In a world where it is common to hear allegations of police misconduct, it is easy to forget that police officers quietly but constantly bring safety, comfort, understanding and aid to all facets of our society.

On Friday, the Seattle Police Foundation will recognize the quiet heroics of the women and men of the Seattle Police Department. It is a chance for the community to see the overwhelmingly positive impact that they have on our community. In this day of extreme and often unfounded criticism, it is essential for us to recognize these officers’ exceptional contributions and sacrifices.

Consider Officer Chris Couet, who, on patrol, recognized and stopped a rape-in-progress, protecting the victim from further harm and holding a violent predator accountable.

Take the Navigation Team, which works in homeless encampments to help direct people to services. Officers have helped pregnant heroin addicts seek treatment and break their dependence. They have helped scared and vulnerable homeless kids find shelter and a way to safety. Team members buy clothes, food, even bus tickets out of their own pockets to help those they get to know.

And there is Officer Jim Ritter, who spearheaded SPD’s Safe Place program, a community partnership that trains businesses and other groups to recognize and shelter threatened members of the LGBTQ community who too often remain victims of crime and bullying. Officer Ritter’s work significantly increases awareness of this dark aspect of an otherwise progressive city.

Officers Randy Jokela and Jason Drummond helped a homeless heroin addict who had racked up six felony convictions before age 30 to get clean and gain employment.

Officer Dung Do brought a man who had overdosed and had no pulse back with CPR.

Officers Enoch Lee and Rick Norris saved the life of a man in mental crisis who had self-inflicted multiple, deep stab wounds.

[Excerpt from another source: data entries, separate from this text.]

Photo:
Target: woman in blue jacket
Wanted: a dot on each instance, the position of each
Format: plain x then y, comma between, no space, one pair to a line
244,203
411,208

Officers William Dowsing and Bryan Weber revived a man who had suffered a massive heart attack while driving.

Sgt. Jim Britt and officers Jack Johns, German Barreto, Garth Lindelef, Nic Meyst, Nick Burk, Ryan Levens and Sandro Fleming rushed into a burning apartment building to pull dozens of residents out.

These are just a few examples of the quiet heroics practiced every day by SPD officers. They work with the addicted, the violent, the hopeless; they bring resources, care and order to problems. They have been thrust into the role of front-line responders in a thoroughly broken mental-health system. They are the first to deal with danger, and almost always the first to offer hope.

Let’s join the Seattle Police Foundation in saying thank you to our officers for their substantial contribution to our greater good.